Section IV: Implications, Understanding the Oppression of Women

Young concludes the paper with the assertion that these constraints are the result of living in a patriarchal, and sexist society. Women are not given the societal acceptance to take up as much space as men, and are taught from a young age to contain themselves in a small, enclosed, "inner space." Young girls are taught, both implicitly and explicitly, to follow the precedent of limited female spatiality and consequentially grow into "throwing like a girl." Once these girls have reached womanhood, they have embraced the conception that their bodies are fragile, and are both a subject and an object to be protected; women are aware that their bodies are seen as sexual objects by men, and that their bodies are objects receiving the male gaze. Young argues this further entrenches the discontinuity a woman has with her own body, as she fears that being outwardly direct will be perceived as an invitation to be objectified. She writes, "The woman lives her space as confined and enclosed around her at least in part as projecting some small area in which she can exist as a free subject."

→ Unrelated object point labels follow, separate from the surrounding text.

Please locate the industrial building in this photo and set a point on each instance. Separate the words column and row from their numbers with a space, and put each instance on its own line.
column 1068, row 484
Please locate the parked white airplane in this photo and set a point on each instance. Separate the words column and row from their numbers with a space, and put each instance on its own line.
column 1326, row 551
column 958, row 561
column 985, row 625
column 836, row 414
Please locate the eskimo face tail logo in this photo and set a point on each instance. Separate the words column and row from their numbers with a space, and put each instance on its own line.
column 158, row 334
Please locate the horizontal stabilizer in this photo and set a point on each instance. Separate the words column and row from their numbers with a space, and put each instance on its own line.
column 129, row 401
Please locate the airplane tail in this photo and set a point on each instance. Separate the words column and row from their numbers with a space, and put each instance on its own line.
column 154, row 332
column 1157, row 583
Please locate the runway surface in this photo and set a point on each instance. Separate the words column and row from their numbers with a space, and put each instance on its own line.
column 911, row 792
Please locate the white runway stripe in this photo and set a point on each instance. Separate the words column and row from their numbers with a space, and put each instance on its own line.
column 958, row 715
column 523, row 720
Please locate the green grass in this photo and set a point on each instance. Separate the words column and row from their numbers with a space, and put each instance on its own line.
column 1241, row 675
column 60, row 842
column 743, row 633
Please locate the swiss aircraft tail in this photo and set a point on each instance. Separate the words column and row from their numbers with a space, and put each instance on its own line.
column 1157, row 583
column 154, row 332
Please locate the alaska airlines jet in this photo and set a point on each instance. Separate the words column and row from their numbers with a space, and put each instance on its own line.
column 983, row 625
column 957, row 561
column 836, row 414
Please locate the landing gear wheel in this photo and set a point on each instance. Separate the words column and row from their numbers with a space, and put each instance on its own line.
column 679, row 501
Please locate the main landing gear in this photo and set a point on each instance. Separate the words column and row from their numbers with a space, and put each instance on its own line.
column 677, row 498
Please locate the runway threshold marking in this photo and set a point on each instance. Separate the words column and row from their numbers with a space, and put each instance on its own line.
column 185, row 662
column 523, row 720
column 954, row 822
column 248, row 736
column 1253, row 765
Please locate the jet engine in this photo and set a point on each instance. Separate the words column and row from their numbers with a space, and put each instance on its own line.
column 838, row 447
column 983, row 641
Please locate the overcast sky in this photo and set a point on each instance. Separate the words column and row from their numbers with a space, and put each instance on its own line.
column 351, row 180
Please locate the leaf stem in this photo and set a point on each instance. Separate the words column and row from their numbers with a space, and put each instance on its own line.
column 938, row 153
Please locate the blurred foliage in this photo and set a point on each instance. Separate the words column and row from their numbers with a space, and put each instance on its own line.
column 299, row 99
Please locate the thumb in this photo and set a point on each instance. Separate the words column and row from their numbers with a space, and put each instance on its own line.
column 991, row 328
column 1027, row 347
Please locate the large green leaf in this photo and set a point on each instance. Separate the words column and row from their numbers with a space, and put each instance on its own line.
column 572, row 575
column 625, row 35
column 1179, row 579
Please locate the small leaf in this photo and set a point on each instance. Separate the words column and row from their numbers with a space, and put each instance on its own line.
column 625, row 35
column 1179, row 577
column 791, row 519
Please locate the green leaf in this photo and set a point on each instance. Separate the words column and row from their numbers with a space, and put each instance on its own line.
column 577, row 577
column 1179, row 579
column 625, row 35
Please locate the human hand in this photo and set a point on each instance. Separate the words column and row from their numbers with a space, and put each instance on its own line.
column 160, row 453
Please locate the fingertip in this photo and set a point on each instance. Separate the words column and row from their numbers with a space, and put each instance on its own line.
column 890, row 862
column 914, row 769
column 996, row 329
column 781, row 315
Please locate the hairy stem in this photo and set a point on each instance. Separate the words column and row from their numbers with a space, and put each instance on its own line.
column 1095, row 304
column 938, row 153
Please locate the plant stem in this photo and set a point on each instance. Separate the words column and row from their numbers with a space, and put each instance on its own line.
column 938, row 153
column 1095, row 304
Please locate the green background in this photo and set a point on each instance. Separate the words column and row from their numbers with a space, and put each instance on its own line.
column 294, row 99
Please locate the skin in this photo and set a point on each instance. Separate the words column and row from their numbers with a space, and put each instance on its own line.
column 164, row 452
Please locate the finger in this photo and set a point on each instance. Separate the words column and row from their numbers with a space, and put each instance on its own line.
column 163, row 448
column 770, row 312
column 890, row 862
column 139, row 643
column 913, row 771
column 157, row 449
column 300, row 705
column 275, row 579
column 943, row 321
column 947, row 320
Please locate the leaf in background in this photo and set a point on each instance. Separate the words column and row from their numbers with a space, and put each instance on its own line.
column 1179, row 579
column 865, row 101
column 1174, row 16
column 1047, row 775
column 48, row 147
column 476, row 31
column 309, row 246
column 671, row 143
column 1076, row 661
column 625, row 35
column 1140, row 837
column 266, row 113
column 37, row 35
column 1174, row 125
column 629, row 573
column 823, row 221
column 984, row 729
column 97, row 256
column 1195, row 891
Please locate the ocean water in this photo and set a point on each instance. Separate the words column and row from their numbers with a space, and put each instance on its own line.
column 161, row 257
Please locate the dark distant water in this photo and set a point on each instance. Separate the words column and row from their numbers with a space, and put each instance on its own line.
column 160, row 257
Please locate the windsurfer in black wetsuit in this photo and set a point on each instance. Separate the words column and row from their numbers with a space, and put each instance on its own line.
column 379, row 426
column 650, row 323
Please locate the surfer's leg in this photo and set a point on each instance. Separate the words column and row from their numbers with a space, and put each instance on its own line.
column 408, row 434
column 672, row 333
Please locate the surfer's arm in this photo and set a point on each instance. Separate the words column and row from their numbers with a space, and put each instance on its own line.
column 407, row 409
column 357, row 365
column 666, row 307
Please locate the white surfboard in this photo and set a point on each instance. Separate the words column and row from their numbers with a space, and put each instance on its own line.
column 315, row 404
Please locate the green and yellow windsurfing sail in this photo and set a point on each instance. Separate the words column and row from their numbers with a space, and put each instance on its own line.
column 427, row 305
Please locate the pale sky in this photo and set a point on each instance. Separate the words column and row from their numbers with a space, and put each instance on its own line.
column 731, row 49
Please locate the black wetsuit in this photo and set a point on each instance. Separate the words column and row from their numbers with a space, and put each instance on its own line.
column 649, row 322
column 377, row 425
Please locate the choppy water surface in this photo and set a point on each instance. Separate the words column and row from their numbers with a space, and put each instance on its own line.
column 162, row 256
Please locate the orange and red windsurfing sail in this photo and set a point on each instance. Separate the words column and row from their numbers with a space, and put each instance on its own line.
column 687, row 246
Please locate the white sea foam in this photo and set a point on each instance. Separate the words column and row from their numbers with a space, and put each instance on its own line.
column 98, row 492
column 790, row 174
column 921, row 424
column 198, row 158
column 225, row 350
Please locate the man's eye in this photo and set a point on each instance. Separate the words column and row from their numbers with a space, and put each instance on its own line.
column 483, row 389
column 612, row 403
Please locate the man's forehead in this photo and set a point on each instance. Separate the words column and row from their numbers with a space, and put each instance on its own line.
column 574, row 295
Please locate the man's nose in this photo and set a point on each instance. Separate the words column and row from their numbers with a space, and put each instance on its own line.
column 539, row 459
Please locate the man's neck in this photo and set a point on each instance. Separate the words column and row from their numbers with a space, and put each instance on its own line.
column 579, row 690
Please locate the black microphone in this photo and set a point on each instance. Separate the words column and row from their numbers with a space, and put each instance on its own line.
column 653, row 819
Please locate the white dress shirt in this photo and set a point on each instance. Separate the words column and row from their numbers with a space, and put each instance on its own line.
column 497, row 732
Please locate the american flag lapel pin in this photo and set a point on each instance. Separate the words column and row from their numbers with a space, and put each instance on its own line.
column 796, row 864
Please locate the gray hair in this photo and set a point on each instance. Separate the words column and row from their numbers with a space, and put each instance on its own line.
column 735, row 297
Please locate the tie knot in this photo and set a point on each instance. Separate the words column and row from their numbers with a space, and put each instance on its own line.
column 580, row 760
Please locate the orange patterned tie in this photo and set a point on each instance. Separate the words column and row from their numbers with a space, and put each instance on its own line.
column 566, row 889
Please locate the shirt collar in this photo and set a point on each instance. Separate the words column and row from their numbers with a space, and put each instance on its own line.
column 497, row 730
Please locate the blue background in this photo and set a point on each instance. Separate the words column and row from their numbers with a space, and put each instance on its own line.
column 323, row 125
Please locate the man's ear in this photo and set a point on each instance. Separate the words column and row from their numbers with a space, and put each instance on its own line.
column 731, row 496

While Young contends she has drawn sufficient conclusions on the modalities of feminine mobility, she introduces several questions that her paper raises. She questions how women perform differently than men in activities that do not require full-body movement, and in activities that do not have a clear goal, such as sex or dancing. Furthermore, Young questions how the constrained spatiality of the feminine body affects women's lives as a whole; she concludes with the suggestion that the lack of confidence women have about their physical abilities has resulted in their lack of confidence to be successful in cognitive or leadership abilities.

Scholarly reception

This essay has become a classic in feminist theory for its attention to female experiences and embodiment. It has been praised for breaking radical new ground in philosophy and providing a strong foundation for performance and corporeality studies. Because of its popularity, it has been reprinted in several book-length collections of essays and features in the title (see Throwing Like a Girl and Other Essays in Feminist Philosophy and Social Theory (1990) and On Female Body Experience: 'Throwing Like a Girl' and Other Essays (2005)).

Bibliography

  • Al-Saji, Alia (2005). Review of On Female Body Experience: 'Throwing Like a Girl and Other Essays'. http://ndpr.nd.edu/news/24880-on-female-body-experience-throwing-like-a-girl-and-other-essays/
  • Foster, Susan Leigh (2009). "Throwing Like a Girl, Dancing Like a Feminist Philosophy". In Dancing with Iris: The Philosophy of Iris Marion Young. Eds. Ann Ferguson and Mechthild Nagel. Available on Google Books.
  • Young, Iris Marion (1980). "Throwing like a Girl: A Phenomenology of Feminine Body Comportment Motility and Spatiality". 3 (2): 137–156. Available on JSTOR.